Friday, September 23, 2005

I don't watch Oprah, but ...

My friends mock me for many things – mockery's a sign of affection, right? - and one is my fear of being thought of as an Oprah watcher. A few too many times, I have told stories prefaced by "I don't watch Oprah, but I was flipping channels when I saw ..." and now I have a she-doth-protest-too-much reputation. I really don't watch Oprah, but I don't know why I care if people think I do. Occasionally. I mean, not all the time. Not that I do. I'm at work when it's on. It's just that sometimes I'm home sick.

OK, you get the idea. I'm an Oprah snob. And yet I was ridiculously happy that she's decided to revive her flagging Book Club by introducing contemporary authors again. Whatever my thoughts on her show – which I don't watch – this is a woman who used her tremendous influence to popularize reading, and reading quality books. And that influence translated into a huge surge in sales for these books, and a higher profile for the authors. Whatever my thoughts on her choices – and I don't love the sombre humourlessness of many of them – they are meaty reads, worthy of attention.

She did select a few of my favourite novels, Fall On Your Knees by Ann-Marie MacDonald, A Fine Balance by Rohinton Mistry, and The Corrections by Jonathan Franzen (who famously refused to use her stamp of approval), which only caused a surge in my Oprah snobbery. I read them before she chose them. Really. I did. I didn't pick them up because Oprah told me to. I don't even watch her show.

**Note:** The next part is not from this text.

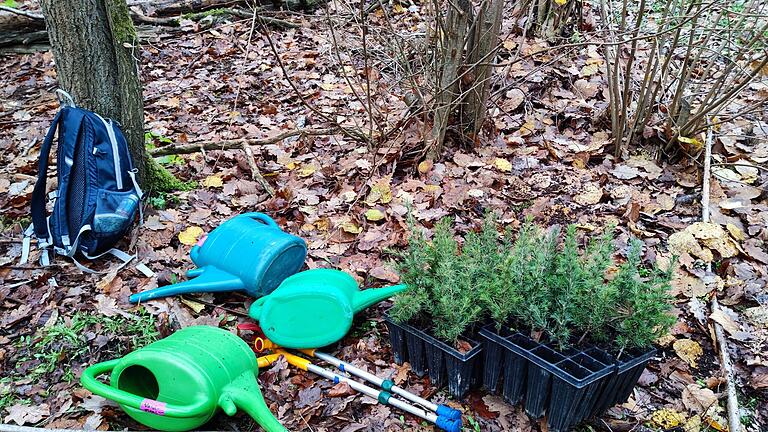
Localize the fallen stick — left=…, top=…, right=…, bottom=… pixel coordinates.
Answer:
left=149, top=128, right=339, bottom=157
left=701, top=123, right=741, bottom=432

Then in 2002, she claimed she couldn't find enough quality books to sustain the Club, a televised slap in the face to contemporary authors. So she disbanded the program, only to resume a year later with famous classics. Never as popular as the original Book Club, the classic Club had another downside for Oprah: dead authors make lousy talk show guests.

Now, after pleas from some living authors, Oprah's back in the present. On Thursday, she announced her first pick for the new Book Club, a lot like the old Book Club: A Million Little Pieces, a memoir of alcohol and drug rehab by James Frey, signalling her decision to include non-fiction as well as fiction this time around. By Friday, the book headed Amazon's Top Sellers list.

I haven't read it, and fear the potential for sombre humourlessness, but I just might check it out. But not because Oprah told me to.

(Cross posted to Blogcritics)


"I know for sure that what we dwell on is who we become."